The film's style simulates his resentment: ragged, almost amateur shots for tense and combative feelings, still shots martialed and military, expressionist colors, perspectives, long-takes from pedestrian or passer-by positions. It has the same aesthetic of decay coloring most contemporary horror films. Travis is the film, the audience a reflective surface and the germs of his alienated reactions are our own. In him is our lack (of freedom, equality or community) realized. Travis is our Job.

8.
The scene in which Travis purchases weaponry from that suitcase salesman stuns. As does the moment he kills an armed robber in convenience store.
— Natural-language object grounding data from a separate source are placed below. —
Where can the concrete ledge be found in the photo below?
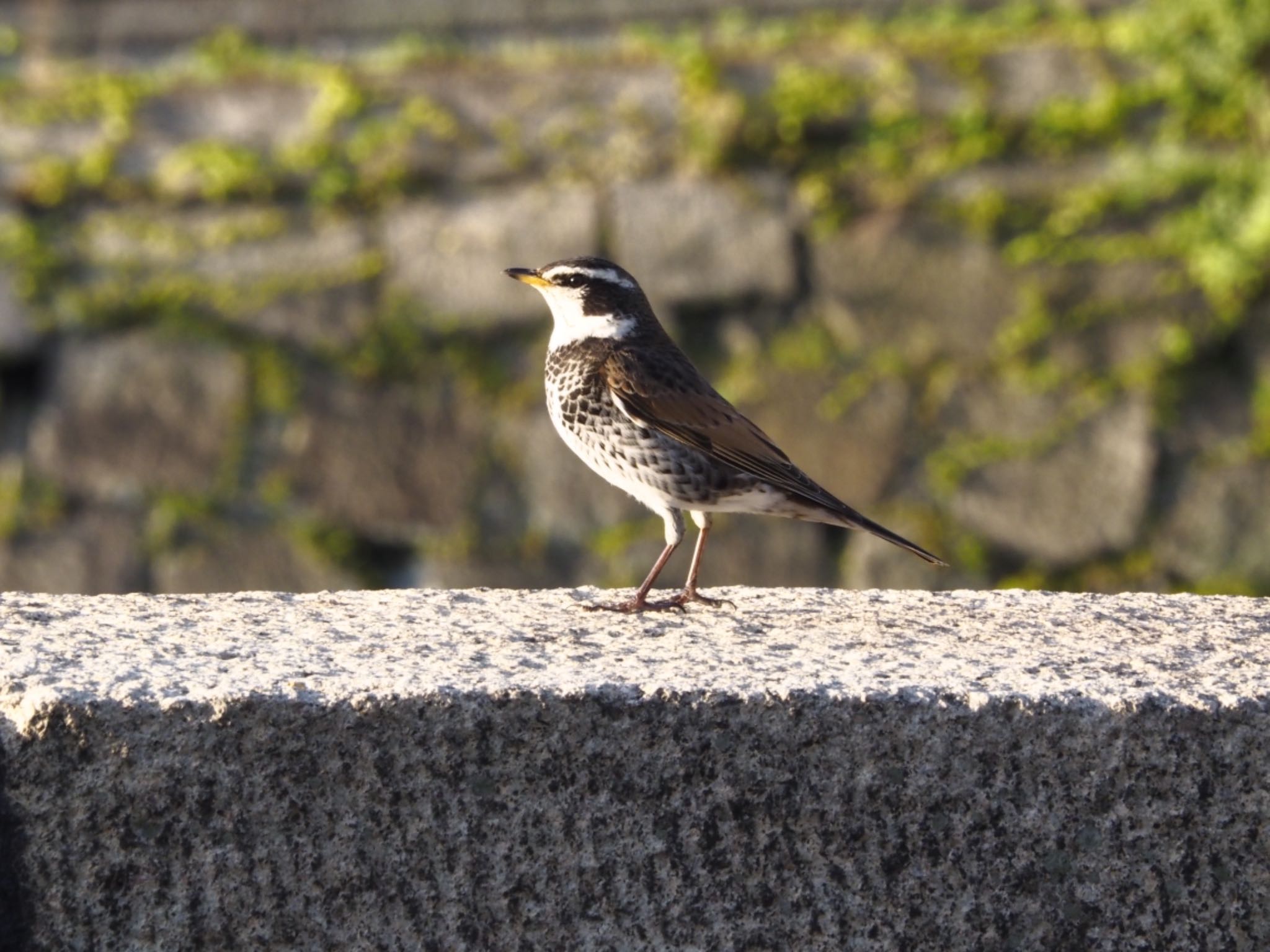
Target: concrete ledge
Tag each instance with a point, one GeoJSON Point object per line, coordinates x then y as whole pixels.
{"type": "Point", "coordinates": [498, 770]}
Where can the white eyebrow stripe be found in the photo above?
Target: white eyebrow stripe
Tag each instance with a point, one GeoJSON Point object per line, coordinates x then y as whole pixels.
{"type": "Point", "coordinates": [600, 273]}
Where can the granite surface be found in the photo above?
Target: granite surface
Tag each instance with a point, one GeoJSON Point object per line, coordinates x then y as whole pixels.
{"type": "Point", "coordinates": [500, 770]}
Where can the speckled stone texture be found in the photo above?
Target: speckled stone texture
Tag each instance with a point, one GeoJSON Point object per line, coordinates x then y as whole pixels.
{"type": "Point", "coordinates": [817, 770]}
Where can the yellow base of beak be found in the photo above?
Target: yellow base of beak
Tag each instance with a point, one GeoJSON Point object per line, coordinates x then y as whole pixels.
{"type": "Point", "coordinates": [527, 276]}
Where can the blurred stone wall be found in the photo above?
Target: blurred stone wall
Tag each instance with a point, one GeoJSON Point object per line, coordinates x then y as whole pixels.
{"type": "Point", "coordinates": [996, 278]}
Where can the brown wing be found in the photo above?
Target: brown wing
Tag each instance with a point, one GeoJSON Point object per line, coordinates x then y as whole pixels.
{"type": "Point", "coordinates": [668, 395]}
{"type": "Point", "coordinates": [671, 397]}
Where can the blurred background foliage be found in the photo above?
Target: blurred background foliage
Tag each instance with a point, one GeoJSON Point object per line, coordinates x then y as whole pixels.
{"type": "Point", "coordinates": [996, 276]}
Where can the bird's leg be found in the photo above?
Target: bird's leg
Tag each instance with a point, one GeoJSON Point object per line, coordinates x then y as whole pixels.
{"type": "Point", "coordinates": [641, 603]}
{"type": "Point", "coordinates": [690, 588]}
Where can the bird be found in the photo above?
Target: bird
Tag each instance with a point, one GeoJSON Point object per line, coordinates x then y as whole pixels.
{"type": "Point", "coordinates": [631, 405]}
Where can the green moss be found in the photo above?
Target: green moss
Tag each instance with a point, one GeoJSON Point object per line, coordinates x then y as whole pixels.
{"type": "Point", "coordinates": [1173, 134]}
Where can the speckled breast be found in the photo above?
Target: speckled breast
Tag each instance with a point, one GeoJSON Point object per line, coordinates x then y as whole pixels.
{"type": "Point", "coordinates": [651, 466]}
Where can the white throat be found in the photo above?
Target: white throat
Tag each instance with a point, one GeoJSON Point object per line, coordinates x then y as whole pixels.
{"type": "Point", "coordinates": [573, 325]}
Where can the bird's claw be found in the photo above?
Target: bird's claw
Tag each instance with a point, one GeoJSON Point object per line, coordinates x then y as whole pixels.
{"type": "Point", "coordinates": [634, 604]}
{"type": "Point", "coordinates": [671, 604]}
{"type": "Point", "coordinates": [686, 597]}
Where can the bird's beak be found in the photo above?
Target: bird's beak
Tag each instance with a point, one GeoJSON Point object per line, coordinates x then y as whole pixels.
{"type": "Point", "coordinates": [528, 276]}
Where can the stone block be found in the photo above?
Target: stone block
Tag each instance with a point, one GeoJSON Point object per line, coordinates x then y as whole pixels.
{"type": "Point", "coordinates": [1081, 498]}
{"type": "Point", "coordinates": [915, 284]}
{"type": "Point", "coordinates": [92, 551]}
{"type": "Point", "coordinates": [241, 245]}
{"type": "Point", "coordinates": [323, 320]}
{"type": "Point", "coordinates": [853, 454]}
{"type": "Point", "coordinates": [603, 125]}
{"type": "Point", "coordinates": [1214, 526]}
{"type": "Point", "coordinates": [448, 254]}
{"type": "Point", "coordinates": [138, 412]}
{"type": "Point", "coordinates": [386, 460]}
{"type": "Point", "coordinates": [489, 770]}
{"type": "Point", "coordinates": [260, 116]}
{"type": "Point", "coordinates": [871, 564]}
{"type": "Point", "coordinates": [244, 559]}
{"type": "Point", "coordinates": [18, 334]}
{"type": "Point", "coordinates": [694, 240]}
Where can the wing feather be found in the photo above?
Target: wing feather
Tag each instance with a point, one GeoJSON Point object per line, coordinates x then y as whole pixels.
{"type": "Point", "coordinates": [673, 399]}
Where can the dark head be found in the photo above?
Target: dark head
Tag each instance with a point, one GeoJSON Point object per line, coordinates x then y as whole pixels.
{"type": "Point", "coordinates": [590, 298]}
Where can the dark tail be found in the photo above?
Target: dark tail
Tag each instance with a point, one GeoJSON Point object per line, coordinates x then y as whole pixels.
{"type": "Point", "coordinates": [851, 519]}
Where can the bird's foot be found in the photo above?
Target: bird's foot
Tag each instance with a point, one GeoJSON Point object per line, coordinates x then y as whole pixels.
{"type": "Point", "coordinates": [694, 596]}
{"type": "Point", "coordinates": [633, 606]}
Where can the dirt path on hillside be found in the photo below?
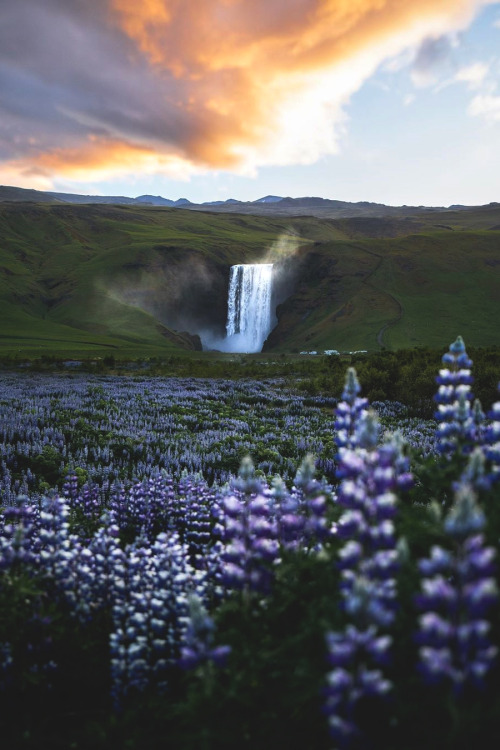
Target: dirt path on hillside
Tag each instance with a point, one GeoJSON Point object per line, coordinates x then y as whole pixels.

He is a product of post-Vietnam atrophy -- he learned violence and relies on it in his interactions with the world, even as his personality perishes into some abstract nothingness. Taxi Driver restructures his world to encourage audience participation, sympathy for the man, questioning the ethics of that creative decision, or their own sense of moral limitation. It works as a Socratic Dialogue -- Travis converses with the audience and introspection follows: how justified is he when we see Iris from the same angle, a victim deserving a rescuer. Iris is the one character who connects, albeit in a predatory way. It reinforces the concept of connections as loci for coercion.

9.
Travis with the mohawk hair is distorted, a cracked or convex self unrecognized by the audience, a shadow personified. His self as an object (Taxi Driver) has shifted to that of subect -- the avenging angel, a returnee to the warrior caste so revered in every civilization. His new character is his rationalized spiral from one extreme to its opposite to its circular return. Any moral restraint is subverted and rage is the driving influence. He imagines his suicidal actions as the gift of a new liberty for the captive Iris. He identifies with her and in her his own neglected or burnt-away innocence -- Edenic.

10.
The last reliable image is Iris sobbing after Travis' spree. The impact of his actions are almost diluted in his dying dreamstate. He'd like to be remembered as a hero (reclaiming the lost valor of his military service?) but the ending impression is one of dour invalidation: he has contributed to her corruption and erasure as much as those exploiting her had. If we imagine past the confines of the screen-time, she is more trapped in her existence than prior but he is released of any responsibility.

11.
The social conditions that created Travis likewise effect the audience and initiated their need to escape their life-circumstances to watch the film.

12.
Conclusion: 5/5. Travis is everyman minus reason and accountability.